Glenn Greenwald reports via The Intercept

The Washington Post on Friday [December 30] reported a genuinely alarming event: Russian hackers have penetrated the U.S. power system through an electrical grid in Vermont. The Post headline conveyed the seriousness of the threat:
[Russian hackers penetrated U.S. electricity grid through a utility in Vermont, officials say]

The first sentence of the article directly linked this cyberattack to alleged Russian hacking of the email accounts of the DNC and John Podesta--what is now routinely referred to as "Russian hacking of our election"--by referencing the code name revealed on Wednesday by the Obama administration when it announced sanctions on Russian officials: "A code associated with the Russian hacking operation dubbed Grizzly Steppe by the Obama administration has been detected within the system of a Vermont utility, according to U.S. officials."

The Post article contained grave statements from Vermont officials of the type politicians love to issue after a terrorist attack to show they are tough and in control.

[...] The article went on and on in that vein, with all the standard tactics used by the U.S. media for such stories: quoting anonymous national security officials, reviewing past acts of Russian treachery, and drawing the scariest possible conclusions ("'The question remains: Are they in other systems and what was the intent?' a U.S. official said").

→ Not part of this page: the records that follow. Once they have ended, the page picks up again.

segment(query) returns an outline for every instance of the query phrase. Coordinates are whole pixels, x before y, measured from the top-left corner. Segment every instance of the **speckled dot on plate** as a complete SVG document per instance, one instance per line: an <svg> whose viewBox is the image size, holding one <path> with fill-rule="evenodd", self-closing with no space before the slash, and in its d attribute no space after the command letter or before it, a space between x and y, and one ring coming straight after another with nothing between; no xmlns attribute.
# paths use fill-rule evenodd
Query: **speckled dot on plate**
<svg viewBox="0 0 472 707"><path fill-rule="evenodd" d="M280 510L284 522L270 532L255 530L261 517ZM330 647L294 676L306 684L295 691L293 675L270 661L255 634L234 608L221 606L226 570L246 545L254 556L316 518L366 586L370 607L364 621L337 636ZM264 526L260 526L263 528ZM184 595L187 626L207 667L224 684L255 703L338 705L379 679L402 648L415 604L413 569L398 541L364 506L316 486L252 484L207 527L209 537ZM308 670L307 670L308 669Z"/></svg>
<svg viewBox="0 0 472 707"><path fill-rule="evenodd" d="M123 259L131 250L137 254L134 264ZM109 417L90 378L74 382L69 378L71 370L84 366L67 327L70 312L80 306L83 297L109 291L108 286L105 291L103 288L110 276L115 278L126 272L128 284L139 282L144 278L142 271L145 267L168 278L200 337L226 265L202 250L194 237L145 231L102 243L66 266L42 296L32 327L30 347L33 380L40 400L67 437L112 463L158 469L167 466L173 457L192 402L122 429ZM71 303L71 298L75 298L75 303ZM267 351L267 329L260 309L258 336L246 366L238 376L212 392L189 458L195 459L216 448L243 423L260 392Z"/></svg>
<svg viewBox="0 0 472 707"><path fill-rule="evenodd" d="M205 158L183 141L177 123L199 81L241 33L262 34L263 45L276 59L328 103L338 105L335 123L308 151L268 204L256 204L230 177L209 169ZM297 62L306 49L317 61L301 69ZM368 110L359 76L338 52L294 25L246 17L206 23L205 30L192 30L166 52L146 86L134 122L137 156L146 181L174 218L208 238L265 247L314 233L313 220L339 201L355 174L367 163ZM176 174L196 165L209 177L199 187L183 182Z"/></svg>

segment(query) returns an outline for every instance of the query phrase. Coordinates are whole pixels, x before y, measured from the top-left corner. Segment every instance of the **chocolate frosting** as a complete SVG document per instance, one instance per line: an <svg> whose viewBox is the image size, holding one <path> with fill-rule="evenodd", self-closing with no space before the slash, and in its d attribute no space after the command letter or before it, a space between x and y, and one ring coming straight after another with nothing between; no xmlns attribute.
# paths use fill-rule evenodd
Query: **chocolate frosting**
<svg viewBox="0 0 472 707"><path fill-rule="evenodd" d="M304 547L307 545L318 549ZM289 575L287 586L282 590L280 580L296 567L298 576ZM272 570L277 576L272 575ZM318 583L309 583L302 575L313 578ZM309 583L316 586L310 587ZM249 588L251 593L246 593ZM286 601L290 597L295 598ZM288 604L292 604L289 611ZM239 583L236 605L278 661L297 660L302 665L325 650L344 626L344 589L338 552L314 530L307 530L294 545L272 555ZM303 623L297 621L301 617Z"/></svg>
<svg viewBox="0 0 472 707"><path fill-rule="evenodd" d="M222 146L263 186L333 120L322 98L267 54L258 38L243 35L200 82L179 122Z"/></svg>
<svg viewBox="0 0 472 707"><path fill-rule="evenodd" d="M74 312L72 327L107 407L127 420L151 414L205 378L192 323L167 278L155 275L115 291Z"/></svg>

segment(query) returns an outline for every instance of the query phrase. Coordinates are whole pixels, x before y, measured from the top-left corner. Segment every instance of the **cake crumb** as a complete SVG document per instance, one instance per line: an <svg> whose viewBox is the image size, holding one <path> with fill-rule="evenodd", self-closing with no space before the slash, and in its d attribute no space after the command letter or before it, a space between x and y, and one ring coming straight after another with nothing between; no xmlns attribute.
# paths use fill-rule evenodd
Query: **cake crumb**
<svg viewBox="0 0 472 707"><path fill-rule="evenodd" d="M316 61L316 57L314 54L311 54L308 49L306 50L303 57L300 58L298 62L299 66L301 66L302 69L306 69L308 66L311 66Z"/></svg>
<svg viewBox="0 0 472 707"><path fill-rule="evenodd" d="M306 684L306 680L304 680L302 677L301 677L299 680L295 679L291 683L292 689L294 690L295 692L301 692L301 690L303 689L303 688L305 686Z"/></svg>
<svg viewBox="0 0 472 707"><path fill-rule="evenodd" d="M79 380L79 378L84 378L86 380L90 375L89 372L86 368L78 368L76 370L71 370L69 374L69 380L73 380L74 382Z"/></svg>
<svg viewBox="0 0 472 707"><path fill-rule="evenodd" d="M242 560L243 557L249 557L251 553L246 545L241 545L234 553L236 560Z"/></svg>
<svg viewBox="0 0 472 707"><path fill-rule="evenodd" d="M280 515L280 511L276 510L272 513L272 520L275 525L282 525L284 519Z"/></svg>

The media reactions, as Alex Pfeiffer documents, were exactly what one would expect: hysterical, alarmist proclamations of Putin's menacing evil.

[...] The Post's story also predictably and very rapidly infected other large media outlets. Reuters thus told its readers around the world: "A malware code associated with Russian hackers has reportedly been detected within the system of a Vermont electric utility."

What's the problem here? It did not happen.

There was no "penetration of the U.S. electricity grid". The truth was undramatic and banal. Burlington Electric, after receiving a Homeland Security notice sent to all U.S. utility companies about the malware code found in the DNC system, searched all its computers and found the code in a single laptop that was not connected to the electric grid.

Apparently, the Post did not even bother to contact the company before running its wildly sensationalistic claims, so Burlington Electric had to issue its own statement to the Burlington Free Press, which debunked the Post's central claim (emphasis in original): "We detected the malware in a single Burlington Electric Department laptop not connected to our organization's grid systems."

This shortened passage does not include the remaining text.